I have a large library of bridge books - many classics - but realized recently how little I had read about (the perilous) opening lead. Scouting around I found almost no advanced subject matter - simply general guidelines and standard leads - astonishing given that the importance of the lead is acknowledged by all writers.
This book provides a scientific approach to studying the effect of different opening leads in the context of the auction. Thousands of hands are dealt and analysed and the best opening lead is determined by match points / imps won. The results are astonishing.
The authors relate how one of them likes to lead from KJ**.I have been known to like this lead myself reasoning partner (for want of a better name) must ... surely must ... have something to make the lead safe. Not a bit of it - the lead is shown to be a disaster in very many instances - never reaching the top of the leader board. Certainly for me it is a lead I will rarely make again... neither I suspect, will one of the authors.
The book abounds with many other surprises ... shocks, but I don't want to spoil the discovery.
There is of course the danger that too much information can become confusing and ends up fogging judgement. This is not the case here. The messages and layout are clear and simple and I scored well in the test quizzes at the end of each chapter. But I will need to return to the book to fully digest all the information.
I ordered its sister book on no trump leads this morning (my wife was out) despite initially feeling it would be a waste of money. After all what could possibly be wrong with my leads against no trump contracts?
I am confident that David Bird and Taf Anthias will soon let me know!
The whole point of this book is to depersonalise the advice on bridge leads. For example, is it a good idea to lead from a side suit of KJxx against a suit contract where the bidding has gone say 1S -- 3S -- 4S, or is a passive lead better?

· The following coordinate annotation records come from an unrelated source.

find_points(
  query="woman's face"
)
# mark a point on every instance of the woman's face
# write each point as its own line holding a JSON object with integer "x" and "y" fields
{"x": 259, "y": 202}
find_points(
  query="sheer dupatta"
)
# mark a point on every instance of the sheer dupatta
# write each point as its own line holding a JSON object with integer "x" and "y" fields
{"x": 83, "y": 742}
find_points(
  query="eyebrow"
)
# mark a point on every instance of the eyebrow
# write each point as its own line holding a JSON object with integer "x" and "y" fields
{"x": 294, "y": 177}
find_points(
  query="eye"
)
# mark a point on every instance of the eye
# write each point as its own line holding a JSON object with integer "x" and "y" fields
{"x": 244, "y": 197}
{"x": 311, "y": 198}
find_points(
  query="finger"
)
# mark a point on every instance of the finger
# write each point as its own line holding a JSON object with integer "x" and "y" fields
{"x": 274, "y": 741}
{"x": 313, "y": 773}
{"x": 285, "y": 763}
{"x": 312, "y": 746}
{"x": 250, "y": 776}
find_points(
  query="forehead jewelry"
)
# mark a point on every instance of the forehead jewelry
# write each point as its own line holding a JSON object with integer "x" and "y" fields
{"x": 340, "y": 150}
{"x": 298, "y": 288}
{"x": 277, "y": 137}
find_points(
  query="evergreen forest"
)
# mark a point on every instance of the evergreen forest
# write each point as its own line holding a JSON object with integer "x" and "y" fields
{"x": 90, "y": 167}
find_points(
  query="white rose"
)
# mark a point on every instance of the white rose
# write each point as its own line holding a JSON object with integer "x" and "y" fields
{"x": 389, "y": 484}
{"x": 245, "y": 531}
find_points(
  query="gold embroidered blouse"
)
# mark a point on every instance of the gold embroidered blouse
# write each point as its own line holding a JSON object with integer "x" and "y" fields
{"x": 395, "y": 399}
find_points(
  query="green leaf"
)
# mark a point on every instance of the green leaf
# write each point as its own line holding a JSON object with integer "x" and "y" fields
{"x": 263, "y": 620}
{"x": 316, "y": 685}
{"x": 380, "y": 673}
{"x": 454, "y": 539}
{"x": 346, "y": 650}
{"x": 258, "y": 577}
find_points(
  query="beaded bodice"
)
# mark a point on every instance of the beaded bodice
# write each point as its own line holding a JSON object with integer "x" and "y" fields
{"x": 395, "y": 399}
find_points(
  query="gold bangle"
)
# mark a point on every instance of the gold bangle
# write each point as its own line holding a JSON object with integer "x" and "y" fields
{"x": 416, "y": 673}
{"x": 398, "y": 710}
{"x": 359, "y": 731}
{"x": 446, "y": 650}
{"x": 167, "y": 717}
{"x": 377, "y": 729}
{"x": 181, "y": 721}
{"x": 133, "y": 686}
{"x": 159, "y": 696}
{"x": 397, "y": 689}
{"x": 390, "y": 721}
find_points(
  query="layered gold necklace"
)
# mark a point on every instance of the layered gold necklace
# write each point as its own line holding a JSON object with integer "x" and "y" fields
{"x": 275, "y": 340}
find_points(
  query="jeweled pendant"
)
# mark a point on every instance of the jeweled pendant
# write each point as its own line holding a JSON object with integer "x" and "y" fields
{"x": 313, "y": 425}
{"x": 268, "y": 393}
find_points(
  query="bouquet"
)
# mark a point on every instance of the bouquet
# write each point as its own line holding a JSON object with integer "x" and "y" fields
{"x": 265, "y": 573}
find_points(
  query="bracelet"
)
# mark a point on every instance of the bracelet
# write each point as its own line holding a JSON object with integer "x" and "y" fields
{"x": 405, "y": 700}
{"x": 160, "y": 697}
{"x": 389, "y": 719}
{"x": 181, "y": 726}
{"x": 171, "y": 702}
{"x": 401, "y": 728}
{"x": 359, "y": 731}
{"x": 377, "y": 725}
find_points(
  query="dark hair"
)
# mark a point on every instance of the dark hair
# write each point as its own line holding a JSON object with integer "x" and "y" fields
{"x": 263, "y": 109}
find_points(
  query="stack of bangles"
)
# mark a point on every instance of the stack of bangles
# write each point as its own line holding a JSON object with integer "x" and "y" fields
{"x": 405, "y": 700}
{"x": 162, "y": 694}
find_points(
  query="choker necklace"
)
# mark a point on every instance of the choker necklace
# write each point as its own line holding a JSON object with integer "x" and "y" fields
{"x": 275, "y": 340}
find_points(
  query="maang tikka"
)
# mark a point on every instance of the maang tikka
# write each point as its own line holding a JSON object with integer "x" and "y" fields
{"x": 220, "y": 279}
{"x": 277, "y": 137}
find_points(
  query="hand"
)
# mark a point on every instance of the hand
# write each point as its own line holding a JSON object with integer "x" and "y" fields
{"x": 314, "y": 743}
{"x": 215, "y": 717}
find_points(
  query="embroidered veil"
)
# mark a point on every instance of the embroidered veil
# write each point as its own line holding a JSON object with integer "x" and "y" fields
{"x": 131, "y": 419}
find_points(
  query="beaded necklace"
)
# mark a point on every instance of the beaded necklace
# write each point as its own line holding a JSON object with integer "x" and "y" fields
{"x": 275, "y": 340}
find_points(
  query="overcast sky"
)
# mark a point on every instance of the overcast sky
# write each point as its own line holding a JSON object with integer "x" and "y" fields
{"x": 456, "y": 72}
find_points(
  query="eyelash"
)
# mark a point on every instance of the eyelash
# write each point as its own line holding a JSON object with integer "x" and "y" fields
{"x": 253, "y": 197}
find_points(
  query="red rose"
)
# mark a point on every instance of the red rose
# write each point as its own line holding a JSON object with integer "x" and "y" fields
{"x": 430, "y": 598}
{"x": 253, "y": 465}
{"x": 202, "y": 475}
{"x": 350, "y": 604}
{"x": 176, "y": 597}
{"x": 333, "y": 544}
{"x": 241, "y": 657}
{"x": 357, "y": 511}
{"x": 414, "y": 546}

Opinions will always vary, even amongst experts. The approach here is to use computers and sampling to find out the percentage success rates. This is to my mind exactly the right way to answer many bridge debates, such as best leads. Just saying "never lead this" or "always lead that", complete with a hand demonstrating just how well or badly such a lead worked out on a single hand proves very little.
This is clearly a book aimed at the improver/expert end of the market, and almost certainly not for beginners.
The only thing I can say against the book (and it is not a criticism, just a fact) is that the recommendations are on the whole fairly unsurprising to experienced bridge players (eg lead a singleton if you have one). But even here, this book scores in answering the related but much less obvious question: which is better if you are spoilt for choice, a singleton lead or a lead from AKx?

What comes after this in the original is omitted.